AuriteEngine Execution Flow

This document explains the execution flows used by the AuriteEngine to orchestrate agents, workflows, and streaming operations across the Aurite framework.

Overview

The AuriteEngine implements distinct execution flows for different component types while maintaining consistent patterns for session management, resource provisioning, and error handling.
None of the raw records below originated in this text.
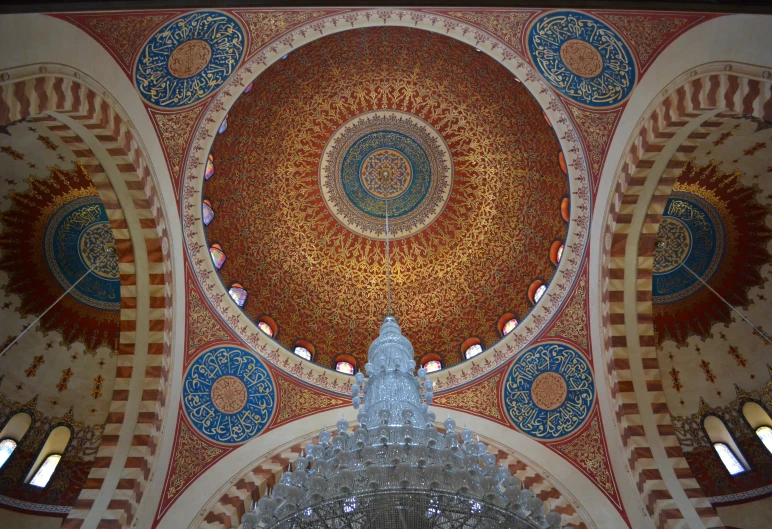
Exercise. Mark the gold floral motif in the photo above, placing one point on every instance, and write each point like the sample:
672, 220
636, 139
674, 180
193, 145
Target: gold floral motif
191, 455
573, 322
296, 400
478, 398
587, 450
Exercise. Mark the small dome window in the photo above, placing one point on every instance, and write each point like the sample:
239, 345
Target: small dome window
432, 365
765, 434
265, 328
209, 173
238, 294
46, 470
344, 367
7, 446
207, 212
473, 350
729, 460
302, 352
218, 256
509, 326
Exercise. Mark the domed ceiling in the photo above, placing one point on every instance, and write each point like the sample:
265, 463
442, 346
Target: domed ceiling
460, 149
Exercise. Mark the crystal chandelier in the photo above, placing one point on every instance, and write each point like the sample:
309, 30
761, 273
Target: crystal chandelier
397, 470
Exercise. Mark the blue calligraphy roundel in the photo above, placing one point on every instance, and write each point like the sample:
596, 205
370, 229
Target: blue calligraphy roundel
583, 58
228, 395
549, 391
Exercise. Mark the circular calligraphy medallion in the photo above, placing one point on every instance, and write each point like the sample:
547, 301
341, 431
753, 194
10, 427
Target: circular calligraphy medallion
386, 154
676, 241
549, 391
228, 395
189, 58
693, 235
386, 173
76, 239
582, 58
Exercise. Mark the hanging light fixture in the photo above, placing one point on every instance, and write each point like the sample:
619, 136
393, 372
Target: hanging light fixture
396, 470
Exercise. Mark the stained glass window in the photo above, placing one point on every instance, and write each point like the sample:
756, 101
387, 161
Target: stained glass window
265, 328
209, 167
208, 212
509, 326
539, 293
238, 294
764, 433
730, 460
7, 446
345, 367
432, 365
46, 470
218, 256
473, 350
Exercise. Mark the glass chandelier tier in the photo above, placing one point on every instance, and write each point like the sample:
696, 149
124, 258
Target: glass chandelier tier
396, 469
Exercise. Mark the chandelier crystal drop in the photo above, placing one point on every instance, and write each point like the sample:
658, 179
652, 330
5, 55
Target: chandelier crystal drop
396, 469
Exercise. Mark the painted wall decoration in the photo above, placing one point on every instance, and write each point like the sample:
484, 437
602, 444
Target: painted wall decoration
387, 155
715, 225
54, 232
549, 391
583, 58
228, 395
469, 254
189, 58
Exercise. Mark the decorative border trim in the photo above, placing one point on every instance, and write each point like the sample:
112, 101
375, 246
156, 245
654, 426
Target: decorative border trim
579, 185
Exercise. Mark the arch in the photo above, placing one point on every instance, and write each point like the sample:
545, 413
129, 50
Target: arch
105, 143
678, 120
56, 444
16, 426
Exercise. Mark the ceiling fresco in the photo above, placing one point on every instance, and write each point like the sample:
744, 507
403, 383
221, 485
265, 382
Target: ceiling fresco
717, 223
299, 208
53, 229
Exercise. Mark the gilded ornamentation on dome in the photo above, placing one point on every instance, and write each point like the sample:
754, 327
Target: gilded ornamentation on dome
582, 58
228, 395
188, 59
549, 391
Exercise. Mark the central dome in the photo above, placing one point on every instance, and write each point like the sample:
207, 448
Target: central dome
459, 148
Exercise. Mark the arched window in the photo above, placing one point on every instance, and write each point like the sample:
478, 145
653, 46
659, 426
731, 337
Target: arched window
302, 352
209, 167
432, 365
765, 434
7, 446
238, 294
724, 444
539, 293
207, 212
265, 328
759, 420
729, 460
344, 367
46, 470
473, 350
218, 256
509, 326
49, 457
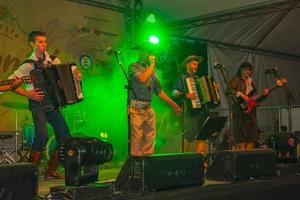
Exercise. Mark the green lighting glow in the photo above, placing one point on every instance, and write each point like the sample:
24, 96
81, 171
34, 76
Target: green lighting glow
150, 19
153, 39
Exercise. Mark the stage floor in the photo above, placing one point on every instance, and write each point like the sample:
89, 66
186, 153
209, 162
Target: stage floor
285, 185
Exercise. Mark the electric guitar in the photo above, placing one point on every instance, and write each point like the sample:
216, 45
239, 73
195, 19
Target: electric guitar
24, 79
247, 107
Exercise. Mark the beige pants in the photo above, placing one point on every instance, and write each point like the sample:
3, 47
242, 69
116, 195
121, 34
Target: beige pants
143, 131
199, 146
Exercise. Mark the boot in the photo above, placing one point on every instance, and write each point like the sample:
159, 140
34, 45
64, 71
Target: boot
35, 157
50, 172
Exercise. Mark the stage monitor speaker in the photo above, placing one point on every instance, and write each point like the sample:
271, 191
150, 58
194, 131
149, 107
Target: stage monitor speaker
18, 181
92, 191
233, 165
162, 171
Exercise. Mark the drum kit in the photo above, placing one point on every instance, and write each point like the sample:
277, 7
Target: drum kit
15, 145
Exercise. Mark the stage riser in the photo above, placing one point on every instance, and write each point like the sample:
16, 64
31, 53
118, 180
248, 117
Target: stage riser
18, 181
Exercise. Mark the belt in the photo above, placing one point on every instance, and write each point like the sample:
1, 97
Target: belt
137, 104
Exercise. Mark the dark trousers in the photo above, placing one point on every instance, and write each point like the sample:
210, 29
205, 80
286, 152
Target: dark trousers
40, 119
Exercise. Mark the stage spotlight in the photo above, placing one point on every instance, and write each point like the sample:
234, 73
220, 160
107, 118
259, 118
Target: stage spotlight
150, 18
82, 157
153, 39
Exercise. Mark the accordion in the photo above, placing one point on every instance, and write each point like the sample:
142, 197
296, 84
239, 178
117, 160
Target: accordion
205, 91
59, 85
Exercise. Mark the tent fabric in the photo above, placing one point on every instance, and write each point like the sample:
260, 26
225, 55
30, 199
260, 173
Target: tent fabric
276, 31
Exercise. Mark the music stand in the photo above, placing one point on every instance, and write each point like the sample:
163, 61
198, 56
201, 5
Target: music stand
211, 125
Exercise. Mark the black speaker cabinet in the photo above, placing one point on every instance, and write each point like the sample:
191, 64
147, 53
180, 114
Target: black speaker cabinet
233, 165
93, 191
18, 181
162, 171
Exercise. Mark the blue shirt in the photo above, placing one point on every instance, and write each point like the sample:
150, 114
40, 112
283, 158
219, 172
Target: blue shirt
143, 91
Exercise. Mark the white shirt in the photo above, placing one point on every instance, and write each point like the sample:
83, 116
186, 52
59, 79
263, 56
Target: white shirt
26, 68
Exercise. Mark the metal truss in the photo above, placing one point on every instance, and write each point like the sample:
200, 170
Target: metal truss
124, 6
269, 7
240, 48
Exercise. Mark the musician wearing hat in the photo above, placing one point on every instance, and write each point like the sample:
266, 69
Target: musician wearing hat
245, 129
193, 117
144, 83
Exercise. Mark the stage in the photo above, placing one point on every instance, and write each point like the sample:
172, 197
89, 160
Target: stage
284, 185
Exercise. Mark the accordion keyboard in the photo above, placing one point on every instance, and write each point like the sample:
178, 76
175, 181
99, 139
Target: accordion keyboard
192, 88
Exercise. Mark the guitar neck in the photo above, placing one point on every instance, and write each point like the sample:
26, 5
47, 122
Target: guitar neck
259, 96
6, 82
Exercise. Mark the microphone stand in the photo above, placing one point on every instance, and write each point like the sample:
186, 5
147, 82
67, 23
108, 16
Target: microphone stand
289, 98
127, 169
231, 101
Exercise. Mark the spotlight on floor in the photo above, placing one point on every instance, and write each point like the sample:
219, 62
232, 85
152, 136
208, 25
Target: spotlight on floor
82, 157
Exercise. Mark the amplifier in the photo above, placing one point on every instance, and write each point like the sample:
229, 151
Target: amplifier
233, 165
162, 171
93, 191
18, 181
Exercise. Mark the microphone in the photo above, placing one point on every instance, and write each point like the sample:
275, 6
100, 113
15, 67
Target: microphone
110, 51
219, 66
271, 70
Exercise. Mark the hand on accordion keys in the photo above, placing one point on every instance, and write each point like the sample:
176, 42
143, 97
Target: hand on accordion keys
78, 75
36, 94
190, 95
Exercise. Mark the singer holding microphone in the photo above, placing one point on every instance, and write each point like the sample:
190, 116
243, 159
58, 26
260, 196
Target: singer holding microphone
144, 83
245, 129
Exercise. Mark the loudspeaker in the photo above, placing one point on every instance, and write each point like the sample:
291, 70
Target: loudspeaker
93, 191
18, 181
233, 165
162, 171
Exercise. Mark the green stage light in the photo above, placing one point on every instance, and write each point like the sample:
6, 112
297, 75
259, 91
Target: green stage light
151, 18
153, 39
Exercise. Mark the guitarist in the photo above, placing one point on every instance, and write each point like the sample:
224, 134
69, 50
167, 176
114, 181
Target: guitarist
245, 130
11, 86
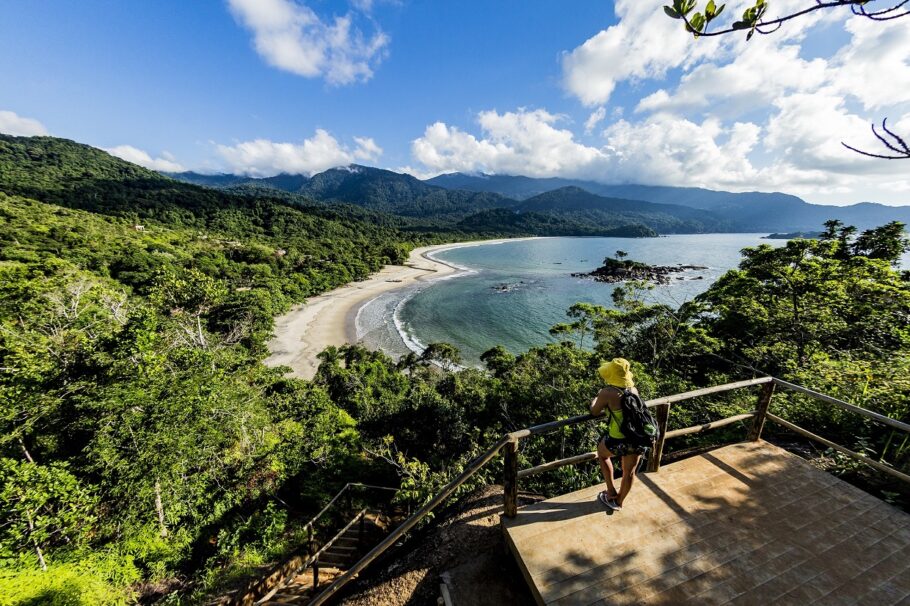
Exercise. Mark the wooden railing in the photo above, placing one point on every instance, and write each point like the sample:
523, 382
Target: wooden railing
266, 587
508, 444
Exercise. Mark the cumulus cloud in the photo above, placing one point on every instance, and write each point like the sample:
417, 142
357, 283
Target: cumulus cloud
290, 35
521, 142
264, 158
596, 117
644, 44
765, 114
165, 163
14, 124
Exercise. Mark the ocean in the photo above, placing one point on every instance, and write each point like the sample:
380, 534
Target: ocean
510, 294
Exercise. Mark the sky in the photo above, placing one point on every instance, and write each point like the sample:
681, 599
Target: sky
615, 92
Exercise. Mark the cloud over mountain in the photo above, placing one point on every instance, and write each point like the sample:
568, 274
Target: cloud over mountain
264, 158
12, 123
716, 112
165, 163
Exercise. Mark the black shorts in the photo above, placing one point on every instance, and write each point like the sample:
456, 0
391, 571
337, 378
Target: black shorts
622, 448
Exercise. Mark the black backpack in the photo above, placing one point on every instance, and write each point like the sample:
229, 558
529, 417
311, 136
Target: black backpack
638, 424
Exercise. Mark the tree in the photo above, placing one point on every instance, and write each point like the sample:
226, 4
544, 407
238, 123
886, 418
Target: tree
753, 20
43, 507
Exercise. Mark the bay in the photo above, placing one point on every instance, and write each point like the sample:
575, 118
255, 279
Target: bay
510, 294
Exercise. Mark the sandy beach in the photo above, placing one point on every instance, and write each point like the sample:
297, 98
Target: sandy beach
328, 319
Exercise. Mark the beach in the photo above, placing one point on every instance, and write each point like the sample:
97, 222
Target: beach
328, 319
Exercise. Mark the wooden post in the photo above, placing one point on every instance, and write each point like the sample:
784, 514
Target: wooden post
758, 422
510, 479
663, 416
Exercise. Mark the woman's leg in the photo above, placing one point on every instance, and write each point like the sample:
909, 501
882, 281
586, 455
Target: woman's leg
606, 467
629, 466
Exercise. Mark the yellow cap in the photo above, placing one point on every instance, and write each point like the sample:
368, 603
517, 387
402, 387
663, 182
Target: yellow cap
617, 373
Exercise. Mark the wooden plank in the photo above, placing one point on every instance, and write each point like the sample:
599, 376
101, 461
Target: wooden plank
582, 458
845, 405
748, 523
870, 462
412, 521
764, 401
663, 417
510, 479
712, 425
688, 395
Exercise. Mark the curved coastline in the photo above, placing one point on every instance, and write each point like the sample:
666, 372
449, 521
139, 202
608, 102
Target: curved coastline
330, 318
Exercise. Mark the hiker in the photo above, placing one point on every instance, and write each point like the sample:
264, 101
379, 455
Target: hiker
614, 443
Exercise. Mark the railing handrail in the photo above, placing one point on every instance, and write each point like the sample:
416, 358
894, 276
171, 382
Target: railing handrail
512, 439
679, 397
845, 405
405, 526
337, 496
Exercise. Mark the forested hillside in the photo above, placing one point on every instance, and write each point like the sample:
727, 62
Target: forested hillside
146, 451
742, 211
584, 206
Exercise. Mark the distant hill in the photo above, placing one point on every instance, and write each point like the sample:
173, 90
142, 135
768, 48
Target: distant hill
747, 211
591, 206
506, 221
582, 205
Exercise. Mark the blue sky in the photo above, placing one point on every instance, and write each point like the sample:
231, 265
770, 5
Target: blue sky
545, 88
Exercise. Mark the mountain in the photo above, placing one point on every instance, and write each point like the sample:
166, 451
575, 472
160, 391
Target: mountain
507, 221
582, 205
372, 188
745, 211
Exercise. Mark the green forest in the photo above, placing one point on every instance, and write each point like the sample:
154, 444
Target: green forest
147, 454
Each flow coordinates between the ConfigManager, MCPHost, and SessionManager to provide unified execution orchestration.

Core Execution Flows

The AuriteEngine supports four primary execution patterns, each optimized for specific use cases while sharing common orchestration principles.

Agent Execution FlowLinear Workflow Execution FlowCustom Workflow Execution FlowStreaming Execution Flow

Objective: Execute individual agents with JIT server registration, session management, and comprehensive error handling.

flowchart TD
    A[Agent Execution Request] --> B[Configuration Resolution]
    B --> C[Session ID Management]
    C --> D[Agent Preparation]
    D --> E[JIT Server Registration]
    E --> F[History Loading]
    F --> G[Agent Execution]
    G --> H[Result Processing]
    H --> I[Session Persistence]
    I --> J[Cleanup & Return]

    style A fill:#2196F3,stroke:#1976D2,stroke-width:2px,color:#fff
    style J fill:#4CAF50,stroke:#388E3C,stroke-width:2px,color:#fff
    style D fill:#FF9800,stroke:#F57C00,stroke-width:2px,color:#fff
    style E fill:#FF9800,stroke:#F57C00,stroke-width:2px,color:#fff
    style G fill:#9C27B0,stroke:#7B1FA2,stroke-width:2px,color:#fff

Phase 1: Configuration Resolution

# Retrieve agent configuration from ConfigManager
agent_config_dict = self._config_manager.get_config("agent", agent_name)
if not agent_config_dict:
    raise ConfigurationError(f"Agent configuration '{agent_name}' not found.")

agent_config_for_run = AgentConfig(**agent_config_dict)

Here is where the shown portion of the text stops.